Over the past year, two dozen AI-related lawsuits and their myriad infringement claims have been winding their way through the court system. None have yet reached a jury trial. While we all anxiously await court rulings that can inform our future interaction with generative AI models, in the past few weeks, we are suddenly flooded by news reports with titles such as “US Artists Score Victory in Landmark AI Copyright Case,” “Artists Land a Win in Class Action Lawsuit Against A.I. Companies,” “Artists Score Major Win in Copyright Case Against AI Art Generators”—and the list goes on. The exuberant mood in these headlines mirror the enthusiasm of people actually involved in this particular case (Andersen v. Stability AI). The plaintiffs’ lawyer calls the court’s decision “a significant step forward for the case.” “We won BIG,” writes the plaintiff on X.
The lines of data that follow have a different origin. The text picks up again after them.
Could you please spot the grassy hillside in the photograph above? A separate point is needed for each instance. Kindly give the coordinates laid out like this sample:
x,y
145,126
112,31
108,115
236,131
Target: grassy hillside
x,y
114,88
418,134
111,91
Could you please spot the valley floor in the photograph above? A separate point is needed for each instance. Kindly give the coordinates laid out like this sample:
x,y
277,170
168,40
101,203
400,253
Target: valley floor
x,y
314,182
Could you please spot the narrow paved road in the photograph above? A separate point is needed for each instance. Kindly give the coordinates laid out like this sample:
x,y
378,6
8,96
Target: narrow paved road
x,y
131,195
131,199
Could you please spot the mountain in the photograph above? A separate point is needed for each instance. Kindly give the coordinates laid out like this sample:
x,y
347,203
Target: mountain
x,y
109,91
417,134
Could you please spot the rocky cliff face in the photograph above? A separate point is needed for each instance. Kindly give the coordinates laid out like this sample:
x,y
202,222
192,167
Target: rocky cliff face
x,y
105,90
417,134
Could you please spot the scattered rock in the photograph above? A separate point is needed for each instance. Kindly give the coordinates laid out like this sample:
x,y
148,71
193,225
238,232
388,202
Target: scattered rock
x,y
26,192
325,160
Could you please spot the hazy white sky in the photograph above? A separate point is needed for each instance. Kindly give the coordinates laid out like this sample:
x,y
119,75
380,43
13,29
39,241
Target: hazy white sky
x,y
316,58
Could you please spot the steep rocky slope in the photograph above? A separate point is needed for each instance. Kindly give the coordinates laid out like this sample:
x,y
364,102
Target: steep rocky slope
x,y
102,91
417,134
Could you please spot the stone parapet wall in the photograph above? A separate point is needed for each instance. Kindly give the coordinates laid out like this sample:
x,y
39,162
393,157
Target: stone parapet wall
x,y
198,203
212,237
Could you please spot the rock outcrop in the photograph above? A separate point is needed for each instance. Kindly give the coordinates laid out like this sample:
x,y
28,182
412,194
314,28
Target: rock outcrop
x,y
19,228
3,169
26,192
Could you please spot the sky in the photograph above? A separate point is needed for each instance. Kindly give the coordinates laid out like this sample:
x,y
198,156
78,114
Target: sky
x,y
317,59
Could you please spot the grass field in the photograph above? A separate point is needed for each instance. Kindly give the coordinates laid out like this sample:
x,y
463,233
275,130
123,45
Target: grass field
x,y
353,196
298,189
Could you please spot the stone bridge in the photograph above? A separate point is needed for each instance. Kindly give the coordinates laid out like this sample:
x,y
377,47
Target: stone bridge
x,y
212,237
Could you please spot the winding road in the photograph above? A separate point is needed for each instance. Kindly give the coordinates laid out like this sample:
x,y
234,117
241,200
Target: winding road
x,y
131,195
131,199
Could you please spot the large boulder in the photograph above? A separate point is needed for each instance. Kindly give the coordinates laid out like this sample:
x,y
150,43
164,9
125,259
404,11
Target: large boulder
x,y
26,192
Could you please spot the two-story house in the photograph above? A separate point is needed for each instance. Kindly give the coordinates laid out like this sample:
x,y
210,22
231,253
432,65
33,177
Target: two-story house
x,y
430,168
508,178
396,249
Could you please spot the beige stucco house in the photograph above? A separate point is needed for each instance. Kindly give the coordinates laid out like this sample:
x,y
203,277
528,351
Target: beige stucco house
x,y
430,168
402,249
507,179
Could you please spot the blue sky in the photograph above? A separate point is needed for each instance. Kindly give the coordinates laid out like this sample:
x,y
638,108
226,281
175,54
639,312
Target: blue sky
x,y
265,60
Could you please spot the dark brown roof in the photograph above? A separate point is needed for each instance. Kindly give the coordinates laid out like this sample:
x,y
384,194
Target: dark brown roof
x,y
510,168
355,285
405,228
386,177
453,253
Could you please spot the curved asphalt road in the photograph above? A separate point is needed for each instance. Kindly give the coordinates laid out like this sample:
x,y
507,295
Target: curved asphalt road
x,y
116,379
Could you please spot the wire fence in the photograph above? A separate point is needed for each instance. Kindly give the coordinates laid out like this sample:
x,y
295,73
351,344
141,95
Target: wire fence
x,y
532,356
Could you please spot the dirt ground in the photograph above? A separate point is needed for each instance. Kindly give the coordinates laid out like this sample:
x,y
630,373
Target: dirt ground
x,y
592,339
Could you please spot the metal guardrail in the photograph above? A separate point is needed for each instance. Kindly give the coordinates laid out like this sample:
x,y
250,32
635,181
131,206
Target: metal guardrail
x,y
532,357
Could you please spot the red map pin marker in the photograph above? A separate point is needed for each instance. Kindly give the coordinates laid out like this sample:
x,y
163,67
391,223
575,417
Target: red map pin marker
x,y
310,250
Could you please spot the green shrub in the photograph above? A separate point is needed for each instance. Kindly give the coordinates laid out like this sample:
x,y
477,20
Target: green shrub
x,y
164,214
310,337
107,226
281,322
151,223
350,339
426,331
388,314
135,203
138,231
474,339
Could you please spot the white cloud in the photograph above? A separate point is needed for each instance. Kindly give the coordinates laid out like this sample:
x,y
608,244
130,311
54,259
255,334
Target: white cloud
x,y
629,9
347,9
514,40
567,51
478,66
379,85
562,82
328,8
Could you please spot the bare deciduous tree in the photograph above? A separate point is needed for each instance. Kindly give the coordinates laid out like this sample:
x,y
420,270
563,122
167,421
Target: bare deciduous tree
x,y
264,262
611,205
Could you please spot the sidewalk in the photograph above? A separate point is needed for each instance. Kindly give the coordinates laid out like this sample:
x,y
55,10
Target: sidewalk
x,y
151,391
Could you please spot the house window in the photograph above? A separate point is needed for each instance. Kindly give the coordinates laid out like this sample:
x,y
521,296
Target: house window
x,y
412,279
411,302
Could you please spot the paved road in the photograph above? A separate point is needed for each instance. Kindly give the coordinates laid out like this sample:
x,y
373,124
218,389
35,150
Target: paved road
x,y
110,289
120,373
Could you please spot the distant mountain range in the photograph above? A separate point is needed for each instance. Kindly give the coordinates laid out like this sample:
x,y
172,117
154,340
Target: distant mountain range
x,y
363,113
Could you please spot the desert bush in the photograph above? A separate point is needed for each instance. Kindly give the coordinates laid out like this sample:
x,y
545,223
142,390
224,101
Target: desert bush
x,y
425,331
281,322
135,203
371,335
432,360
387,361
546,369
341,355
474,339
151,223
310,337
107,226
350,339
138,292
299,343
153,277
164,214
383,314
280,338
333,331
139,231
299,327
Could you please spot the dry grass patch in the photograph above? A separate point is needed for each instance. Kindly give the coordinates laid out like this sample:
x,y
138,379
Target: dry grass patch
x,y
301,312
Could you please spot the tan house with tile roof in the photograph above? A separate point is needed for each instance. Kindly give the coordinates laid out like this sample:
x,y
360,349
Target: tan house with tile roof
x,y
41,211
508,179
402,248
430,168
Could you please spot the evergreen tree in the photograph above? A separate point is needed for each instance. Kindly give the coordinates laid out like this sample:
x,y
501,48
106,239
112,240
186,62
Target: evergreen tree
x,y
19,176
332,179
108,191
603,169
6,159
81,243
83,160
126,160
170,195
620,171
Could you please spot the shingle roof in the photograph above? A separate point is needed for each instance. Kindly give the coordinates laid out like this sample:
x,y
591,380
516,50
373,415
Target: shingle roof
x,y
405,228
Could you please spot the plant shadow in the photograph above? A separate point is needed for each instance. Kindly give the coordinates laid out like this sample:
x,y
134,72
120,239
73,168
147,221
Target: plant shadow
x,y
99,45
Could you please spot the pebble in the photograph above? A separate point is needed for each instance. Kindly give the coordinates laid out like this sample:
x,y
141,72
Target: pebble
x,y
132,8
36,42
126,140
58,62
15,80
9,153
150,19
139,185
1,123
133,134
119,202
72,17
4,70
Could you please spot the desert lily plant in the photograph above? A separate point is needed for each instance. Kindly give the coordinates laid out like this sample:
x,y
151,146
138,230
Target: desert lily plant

In this blog post, we’ll explore the reality behind these headlines and statements. The “BIG” win in fact describes a portion of the plaintiffs’ claims surviving a pretrial motion to dismiss. If you are already familiar with the motion to dismiss per Federal Rules of Civil Procedure Rule 12(b)(6), please refer to Part II to find out what types of claims have been dismissed early on in the AI lawsuits.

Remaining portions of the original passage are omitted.